Das Aufrechterhalten der Parteiapparate ist von den Groß-„Spenden“ der Wirtschaftsführer abhängig. Da aber jedermann weiß, dass ein Manager nur dann Geld ausgibt, wenn er ziemlich sicher sein kann, dass er mehr zurückerhält, dass sich die Ausgabe lohnt, müssen die „Spenden“ geheim gehalten werden. Wenn die Wirtschaftsführer offenbaren würden, welche Beträge an wen gezahlt wurden, um bestimmte „Beschlüsse“ zu veranlassen, müssten die Parteien damit rechnen, von den Wählern weniger oder keine Stimmen zu erhalten. Und das würde dazu führen, dass sie „die Macht“ verlieren oder gar nicht mehr in den Bundestag kämen.

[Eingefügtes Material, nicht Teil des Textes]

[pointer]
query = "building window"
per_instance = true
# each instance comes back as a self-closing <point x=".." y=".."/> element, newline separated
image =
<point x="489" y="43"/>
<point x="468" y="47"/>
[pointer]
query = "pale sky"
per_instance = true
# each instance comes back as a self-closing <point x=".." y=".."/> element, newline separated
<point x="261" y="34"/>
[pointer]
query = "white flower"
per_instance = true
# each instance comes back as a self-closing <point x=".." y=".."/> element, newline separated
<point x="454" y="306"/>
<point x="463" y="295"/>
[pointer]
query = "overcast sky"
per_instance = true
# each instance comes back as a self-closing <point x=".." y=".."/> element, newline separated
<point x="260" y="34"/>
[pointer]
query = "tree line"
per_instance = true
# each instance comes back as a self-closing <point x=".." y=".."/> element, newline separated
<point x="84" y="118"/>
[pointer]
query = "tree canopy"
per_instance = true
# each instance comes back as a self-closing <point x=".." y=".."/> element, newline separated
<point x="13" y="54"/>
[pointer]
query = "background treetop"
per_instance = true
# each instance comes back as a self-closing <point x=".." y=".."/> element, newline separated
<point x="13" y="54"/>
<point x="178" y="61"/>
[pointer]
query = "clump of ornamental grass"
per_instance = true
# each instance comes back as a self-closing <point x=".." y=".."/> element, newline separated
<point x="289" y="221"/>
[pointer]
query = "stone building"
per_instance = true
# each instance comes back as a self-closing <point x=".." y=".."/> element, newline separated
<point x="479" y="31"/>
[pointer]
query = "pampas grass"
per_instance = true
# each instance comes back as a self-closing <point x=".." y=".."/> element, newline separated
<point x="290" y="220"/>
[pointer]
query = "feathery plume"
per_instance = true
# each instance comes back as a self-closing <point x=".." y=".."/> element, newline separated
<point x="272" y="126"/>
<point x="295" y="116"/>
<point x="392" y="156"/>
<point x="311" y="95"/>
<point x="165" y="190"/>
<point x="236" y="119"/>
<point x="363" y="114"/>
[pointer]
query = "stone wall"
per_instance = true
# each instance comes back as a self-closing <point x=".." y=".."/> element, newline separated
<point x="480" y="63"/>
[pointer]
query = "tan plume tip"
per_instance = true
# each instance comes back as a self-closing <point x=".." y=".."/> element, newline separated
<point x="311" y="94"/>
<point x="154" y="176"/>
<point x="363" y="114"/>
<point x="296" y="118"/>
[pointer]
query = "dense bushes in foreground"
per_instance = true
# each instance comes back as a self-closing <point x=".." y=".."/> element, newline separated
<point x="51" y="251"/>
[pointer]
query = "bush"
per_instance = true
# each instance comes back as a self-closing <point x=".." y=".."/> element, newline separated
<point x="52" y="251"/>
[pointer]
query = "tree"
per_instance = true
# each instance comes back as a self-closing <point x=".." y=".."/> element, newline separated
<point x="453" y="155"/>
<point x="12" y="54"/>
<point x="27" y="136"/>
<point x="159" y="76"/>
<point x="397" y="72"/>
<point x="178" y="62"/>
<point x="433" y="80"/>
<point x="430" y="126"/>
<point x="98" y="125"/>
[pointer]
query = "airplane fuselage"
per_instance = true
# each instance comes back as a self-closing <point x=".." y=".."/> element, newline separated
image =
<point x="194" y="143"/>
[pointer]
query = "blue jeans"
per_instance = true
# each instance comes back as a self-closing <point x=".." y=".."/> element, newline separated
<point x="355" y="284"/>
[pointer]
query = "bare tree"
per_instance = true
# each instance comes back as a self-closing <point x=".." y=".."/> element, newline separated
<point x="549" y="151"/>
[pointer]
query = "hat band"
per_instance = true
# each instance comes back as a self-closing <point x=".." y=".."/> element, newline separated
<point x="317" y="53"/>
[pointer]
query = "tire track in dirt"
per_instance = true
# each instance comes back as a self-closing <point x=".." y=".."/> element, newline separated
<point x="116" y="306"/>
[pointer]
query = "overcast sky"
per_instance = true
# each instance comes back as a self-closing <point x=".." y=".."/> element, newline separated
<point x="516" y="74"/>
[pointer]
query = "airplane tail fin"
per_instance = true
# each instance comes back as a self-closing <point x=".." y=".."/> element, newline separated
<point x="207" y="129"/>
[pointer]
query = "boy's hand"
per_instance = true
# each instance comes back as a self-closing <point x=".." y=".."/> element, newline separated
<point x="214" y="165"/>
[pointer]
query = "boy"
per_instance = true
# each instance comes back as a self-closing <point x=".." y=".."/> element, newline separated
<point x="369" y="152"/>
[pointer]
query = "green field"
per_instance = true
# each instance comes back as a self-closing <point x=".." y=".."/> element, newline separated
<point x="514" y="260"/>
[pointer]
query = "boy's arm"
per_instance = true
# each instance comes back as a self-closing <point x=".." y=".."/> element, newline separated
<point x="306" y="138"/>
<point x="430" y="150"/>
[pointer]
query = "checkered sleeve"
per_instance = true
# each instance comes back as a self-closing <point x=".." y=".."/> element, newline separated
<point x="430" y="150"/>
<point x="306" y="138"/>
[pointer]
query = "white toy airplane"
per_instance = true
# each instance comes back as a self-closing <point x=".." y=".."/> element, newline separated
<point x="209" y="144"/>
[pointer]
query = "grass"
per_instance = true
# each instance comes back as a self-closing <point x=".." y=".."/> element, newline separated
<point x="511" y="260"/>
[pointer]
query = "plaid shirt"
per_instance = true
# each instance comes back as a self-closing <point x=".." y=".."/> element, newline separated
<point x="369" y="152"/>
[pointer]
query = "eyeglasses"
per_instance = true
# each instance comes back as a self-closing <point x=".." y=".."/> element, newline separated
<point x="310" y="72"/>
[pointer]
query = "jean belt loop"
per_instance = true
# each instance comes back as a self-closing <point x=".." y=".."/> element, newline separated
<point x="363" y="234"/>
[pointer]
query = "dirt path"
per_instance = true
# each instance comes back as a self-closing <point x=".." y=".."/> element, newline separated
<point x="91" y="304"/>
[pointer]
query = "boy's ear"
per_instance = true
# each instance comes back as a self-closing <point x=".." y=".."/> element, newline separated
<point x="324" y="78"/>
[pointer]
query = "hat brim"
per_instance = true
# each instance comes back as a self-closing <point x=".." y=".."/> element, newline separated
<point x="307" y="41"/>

Dass die Praxis - unabhängig von allerlei „Theorien“ - so verläuft, belegen die Beschlüsse des Bundestages, die fast ohne Ausnahme mit Hilfe des Fraktionszwanges bei den Regierungsparteien zustande kommen und die kleine Gruppe der wirtschaftlich Mächtigen extrem bevorzugen. Die Oppositionspartei-en erhalten ebenfalls Geld, weil man nie genau wissen kann, wann eine neue Regierungskoalition gebildet werden muss und auf diese Weise „die Kontinuität“ am besten gewahrt werden kann: Auch die neue Regierung und ihre Fraktionen im Bundestag vollziehen das, was die Wirtschaftsführer möchten - das erprobte Verfahren kann beibehalten werden.